It's 245 words now (!!) but I can't make it shorter, 150 words!!!!
Where should I cut ?
I really appreciate any comments or suggestions! Thank you so much!

I love playing the piano. There is always silent and peaceful moment, a concealed passion before I play it alone in my dimly lit room. I sit on the edge of my old chair, close my eyes and smell the night air. I put my fingers on the keys and feel their cold and smooth touch like marble. My energy, which is normally hiding deep in my heart, gradually spills out and travels excitedly to the tips of my fingers. I love listening to the echo of simple chords filling my small room. I feel my heart fills with joy and sadness with the movement of the melodies.These times are some of the precious moments in my life. It allows me to imagine anything --- I can see the tears on the cheek of beautiful swan, or I can even become a part of the harsh mountain winds --- in other words, it enables me to make my own world. It puts me back to a blank slate. The moment I put all my energy to play a tune is the only time when I feel my heart is completely released from struggle. Nothing else can make me so honest, as I can calmly and objectively see what is happening in my mind just by playing a simple song. It is for these feelings; those that always cheer me up and give me energy to live even in tough times that I love playing my piano.

diboy2 6 / 19  
Dec 28, 2010   #2
Wow, that sounds like my piano essay from way back. Somehow, pianists think alike:similar transitions and thats how I feel too. Maybe my parents wwere right about changing it a little a bit. I need to know the question before critiquing this.
Aflowers12 2 / 4  
Dec 28, 2010   #3
I think you should remove the first sentence " I love playing the piano" to me it would make it sound a bit more mature.

I feel my heart filling with joy or sadness with the movement of the melodies.

Other than that you worded your essay very intelligently.!
sylovely 2 / 6  
Dec 28, 2010   #4
I am going to focus on making the essay shorter... so
First, you should combine the third and fourth sentence to make it shorter.
Also, you might have to erase "These times are some of the precious moments in my life" sentence.
Maybe cut "The moment I put all my energy to play a tune is the only time when I feel my heart is completely released from struggle." sentence and "I love listening to the echo of simple chords filling my small room.
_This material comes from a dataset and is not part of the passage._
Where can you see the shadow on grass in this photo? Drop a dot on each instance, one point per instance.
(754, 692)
I feel my heart fills with joy and sadness with the movement of the melodies." or only choose to keep one of them

Also you don't have time to write "in other words, it enables me to make my own world"
This way you will make the essay to around 180..

Don't change anything in the last sentence I think it is perfect to end the essay
I really like how you described your passion of playing the piano and how happy it makes you.
OP aona105 7 / 38  
Dec 29, 2010   #5
Thanks for your help!!!
you helped me lot! I really appreciate :)

let me help your essay when you post your essay!!

thx again*^^*
OP aona105 7 / 38  
Dec 31, 2010   #6
thank you everybody !!

I just finished my common app, I send my essay successfully :)
Thanks so much !!!!

I wanna help you in return in winter break !

good luck for everyone :) :)
ztn123 3 / 4  
Dec 31, 2010   #7
This essay is GREAT! I know how difficult it is to get an activities essay down to 150 I had the same problems. Love the revised version!